Les autorités de Cusco ont lancé une enquête pour déterminer la légalité de présumés survols touristiques effectués au-dessus des zones archéologiques et naturelles protégées. La mesure a été prise après la diffusion de vidéos sur les réseaux sociaux montrant des hélicoptères opérant près de sites emblématiques, notamment la Montagne aux Sept Couleurs.
L’enquête est dirigée par la Direction Régionale du Commerce Extérieur, du Tourisme et de l’Artisanat (Gercetur), qui cherche à établir si les entreprises impliquées disposaient des autorisations nécessaires pour mener ce type d’activités dans des zones sensibles.
De plus, l’enquête vise à analyser les effets environnementaux possibles générés par ces opérations aériennes. La préoccupation grandit car plusieurs des lieux impliqués possèdent une importante richesse biologique et reçoivent des milliers de visiteurs chaque année.

Vérification des permis et possibles infractions
Dans le cadre du processus, les autorités ont demandé des informations à la Direction Générale de l’Aéronautique Civile pour vérifier s’il existait des permis officiels pour effectuer des vols touristiques dans la région.
Cependant, l’évaluation ne se limite pas uniquement à l’autorisation aéronautique. Dans les espaces protégés, en particulier ceux liés au patrimoine archéologique et à la conservation environnementale, interviennent également des organismes responsables de la gestion territoriale et culturelle.
Pour cette raison, les enquêteurs analysent si les opérateurs ont respecté tous les critères établis pour survoler des zones de protection spéciale. De même, la participation possible d’entreprises touristiques qui auraient promu ces services sans la documentation nécessaire est étudiée.
Alors que la collecte de preuves progresse, les autorités cherchent à déterminer s’il y a eu des infractions administratives ou des responsabilités éventuelles de plus grande portée.

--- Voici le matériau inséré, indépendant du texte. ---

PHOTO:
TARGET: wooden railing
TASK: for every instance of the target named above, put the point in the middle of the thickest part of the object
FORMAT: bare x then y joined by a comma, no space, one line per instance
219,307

Sites protégés sous des mesures de conservation strictes
L’affaire a relancé le débat sur la nécessité de renforcer les mécanismes de protection dans certains des destinations les plus visitées de Cusco.
Des espaces comme la Montagne aux Sept Couleurs, le Complexe Archéologique de Moray et d’autres attractions naturelles et culturelles font partie de zones soumises à des réglementations spéciales destinées à préserver leurs valeurs écologiques, historiques et paysagères.
En conséquence, toute activité qui pourrait altérer les conditions environnementales doit passer par des processus d’évaluation préalables. Ces restrictions visent à éviter des impacts qui pourraient compromettre l’intégrité d’écosystèmes fragiles ou affecter la conservation du patrimoine culturel.
C’est pourquoi les autorités soulignent que les survols touristiques nécessitent des analyses spécifiques avant d’être autorisés, surtout lorsqu’ils impliquent des ressources naturelles ou archéologiques d’importance nationale.

Comment les survols affectent l’environnement
L’une des principales critiques de ce type d’activités est liée à la pollution sonore générée par les aéronefs. Le bruit constant peut altérer le comportement des oiseaux, des mammifères et d’autres espèces qui habitent ces écosystèmes de montagne.
De même, les perturbations acoustiques peuvent provoquer des déplacements temporaires ou permanents d’animaux sensibles à la présence humaine, modifiant les schémas d’alimentation, de reproduction et de refuge.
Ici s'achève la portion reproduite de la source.